Mientras la ciudad apenas despertaba, ya se preparaba el desayuno almuerzo que sería compartido con 37 personas en condición de indigencia, hombres y mujeres que llegaron con historias distintas, pero con la misma necesidad de ser vistos y atendidos con dignidad.
La jornada se realizó en el lado sur de la Parroquia de Guadalupe, espacio que generosamente nos abre sus puertas para estas actividades.
Nuestra asociación no forma parte de la Iglesia Católica ni de ninguna religión específica, pero siempre contamos con la valiosa colaboración de la Parroquia, a quienes agradecemos profundamente por su apoyo constante.
La actividad inició organizando a las personas en fila fuera de la parroquia.

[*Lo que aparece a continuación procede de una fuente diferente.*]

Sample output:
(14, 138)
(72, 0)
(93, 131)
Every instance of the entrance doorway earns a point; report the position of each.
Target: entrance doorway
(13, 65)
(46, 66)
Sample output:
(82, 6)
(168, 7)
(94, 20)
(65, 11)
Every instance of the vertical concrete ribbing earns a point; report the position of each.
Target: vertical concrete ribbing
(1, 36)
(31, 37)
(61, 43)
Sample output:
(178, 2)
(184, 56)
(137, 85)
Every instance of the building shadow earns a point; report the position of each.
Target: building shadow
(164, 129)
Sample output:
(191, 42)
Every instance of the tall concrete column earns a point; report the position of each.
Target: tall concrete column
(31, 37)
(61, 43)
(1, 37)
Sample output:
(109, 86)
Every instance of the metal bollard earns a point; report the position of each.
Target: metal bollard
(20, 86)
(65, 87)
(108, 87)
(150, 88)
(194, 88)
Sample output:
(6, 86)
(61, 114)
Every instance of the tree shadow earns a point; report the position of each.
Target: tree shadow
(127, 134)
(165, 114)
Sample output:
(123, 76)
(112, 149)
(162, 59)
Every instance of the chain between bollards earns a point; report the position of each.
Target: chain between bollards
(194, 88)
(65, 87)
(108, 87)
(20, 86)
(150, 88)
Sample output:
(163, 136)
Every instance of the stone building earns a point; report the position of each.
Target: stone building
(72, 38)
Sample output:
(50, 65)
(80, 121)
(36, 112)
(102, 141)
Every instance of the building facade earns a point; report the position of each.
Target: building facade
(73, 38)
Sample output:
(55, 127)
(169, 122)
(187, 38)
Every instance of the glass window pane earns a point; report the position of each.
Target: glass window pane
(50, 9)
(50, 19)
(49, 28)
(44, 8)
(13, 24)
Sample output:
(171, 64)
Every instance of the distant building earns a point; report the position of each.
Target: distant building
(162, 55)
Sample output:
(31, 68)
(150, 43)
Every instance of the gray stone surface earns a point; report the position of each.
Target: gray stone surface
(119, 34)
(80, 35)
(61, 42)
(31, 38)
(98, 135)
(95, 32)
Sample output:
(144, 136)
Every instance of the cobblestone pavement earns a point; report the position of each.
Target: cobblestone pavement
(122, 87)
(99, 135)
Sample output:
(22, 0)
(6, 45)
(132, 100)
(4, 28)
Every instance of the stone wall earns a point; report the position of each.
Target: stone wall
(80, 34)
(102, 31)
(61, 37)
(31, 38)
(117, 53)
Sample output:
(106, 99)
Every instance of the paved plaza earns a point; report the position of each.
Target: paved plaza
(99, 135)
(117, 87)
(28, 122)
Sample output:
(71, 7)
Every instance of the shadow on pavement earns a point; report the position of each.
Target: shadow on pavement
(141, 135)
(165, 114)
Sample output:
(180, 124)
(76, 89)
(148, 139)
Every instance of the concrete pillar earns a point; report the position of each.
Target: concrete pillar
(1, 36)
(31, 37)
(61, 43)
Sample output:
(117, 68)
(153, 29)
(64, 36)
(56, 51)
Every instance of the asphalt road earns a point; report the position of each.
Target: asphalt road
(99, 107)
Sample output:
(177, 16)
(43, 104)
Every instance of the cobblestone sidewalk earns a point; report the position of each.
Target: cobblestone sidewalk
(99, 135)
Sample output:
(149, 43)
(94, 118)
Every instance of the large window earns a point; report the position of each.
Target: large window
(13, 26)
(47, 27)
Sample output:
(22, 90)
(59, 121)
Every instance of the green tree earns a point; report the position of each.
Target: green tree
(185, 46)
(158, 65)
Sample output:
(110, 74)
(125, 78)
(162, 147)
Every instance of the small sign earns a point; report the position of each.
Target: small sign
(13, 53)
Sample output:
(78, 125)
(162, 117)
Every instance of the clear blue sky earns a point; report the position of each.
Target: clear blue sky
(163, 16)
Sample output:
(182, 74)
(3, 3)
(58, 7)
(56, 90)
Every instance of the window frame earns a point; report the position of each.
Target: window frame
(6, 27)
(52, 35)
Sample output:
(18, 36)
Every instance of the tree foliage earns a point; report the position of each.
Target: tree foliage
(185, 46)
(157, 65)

Una a una fueron siendo atendidas, con orden, respeto y cercanía.
Antes de servir los alimentos, se elevó una oración sencilla, agradeciendo la oportunidad de servir al más necesitado y recordando que ayudar también transforma a quien ayuda.

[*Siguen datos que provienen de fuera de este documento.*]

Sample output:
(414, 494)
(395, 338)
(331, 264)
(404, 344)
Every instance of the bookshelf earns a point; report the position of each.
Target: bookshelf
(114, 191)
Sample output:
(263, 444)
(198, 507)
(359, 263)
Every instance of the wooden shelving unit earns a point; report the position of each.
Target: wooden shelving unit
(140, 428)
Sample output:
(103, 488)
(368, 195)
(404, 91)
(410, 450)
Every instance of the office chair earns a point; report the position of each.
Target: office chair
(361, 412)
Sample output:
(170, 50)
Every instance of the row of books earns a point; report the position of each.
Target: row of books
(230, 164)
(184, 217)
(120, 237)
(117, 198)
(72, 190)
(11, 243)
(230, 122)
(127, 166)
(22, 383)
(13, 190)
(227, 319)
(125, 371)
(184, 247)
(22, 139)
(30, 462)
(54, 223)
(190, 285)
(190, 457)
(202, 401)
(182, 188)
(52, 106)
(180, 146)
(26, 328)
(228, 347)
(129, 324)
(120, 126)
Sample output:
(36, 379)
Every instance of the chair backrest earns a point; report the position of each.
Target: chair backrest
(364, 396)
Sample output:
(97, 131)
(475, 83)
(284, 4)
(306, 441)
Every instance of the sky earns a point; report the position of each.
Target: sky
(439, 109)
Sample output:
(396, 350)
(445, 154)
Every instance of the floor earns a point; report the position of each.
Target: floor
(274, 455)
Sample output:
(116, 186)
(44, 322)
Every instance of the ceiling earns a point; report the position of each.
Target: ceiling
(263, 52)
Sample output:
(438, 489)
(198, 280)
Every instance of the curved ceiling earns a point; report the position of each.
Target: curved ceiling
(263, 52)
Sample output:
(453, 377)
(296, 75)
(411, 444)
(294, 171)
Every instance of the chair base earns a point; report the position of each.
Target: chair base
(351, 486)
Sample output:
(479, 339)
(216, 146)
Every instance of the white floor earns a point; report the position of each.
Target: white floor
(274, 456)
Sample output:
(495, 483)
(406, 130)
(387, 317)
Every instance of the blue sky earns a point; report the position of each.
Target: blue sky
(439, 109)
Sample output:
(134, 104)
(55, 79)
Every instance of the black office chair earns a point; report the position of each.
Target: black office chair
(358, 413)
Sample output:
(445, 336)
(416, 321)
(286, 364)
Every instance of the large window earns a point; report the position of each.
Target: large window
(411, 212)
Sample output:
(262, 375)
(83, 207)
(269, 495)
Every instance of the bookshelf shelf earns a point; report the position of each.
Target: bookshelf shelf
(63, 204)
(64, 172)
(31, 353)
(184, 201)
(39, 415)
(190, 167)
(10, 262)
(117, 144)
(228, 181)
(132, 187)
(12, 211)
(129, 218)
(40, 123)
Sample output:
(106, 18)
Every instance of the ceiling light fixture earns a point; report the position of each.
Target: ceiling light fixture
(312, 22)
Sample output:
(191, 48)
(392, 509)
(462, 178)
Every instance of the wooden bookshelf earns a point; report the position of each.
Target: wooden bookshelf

Después del desayuno almuerzo, se compartió un breve mensaje de ánimo y esperanza. No fue solo comida; fue escucha, fue presencia, fue humanidad.
Al finalizar, vino la despedida y luego el trabajo silencioso de ordenar y limpiar, dejando el lugar tal como fue recibido.
Treinta y siete personas atendidas. Doce voluntarios entregando su tiempo. Una comunidad que demuestra que cuando hay disposición, siempre hay manera.
Hoy no se cambió el mundo entero, pero para 37 personas, el mundo fue un poco más amable.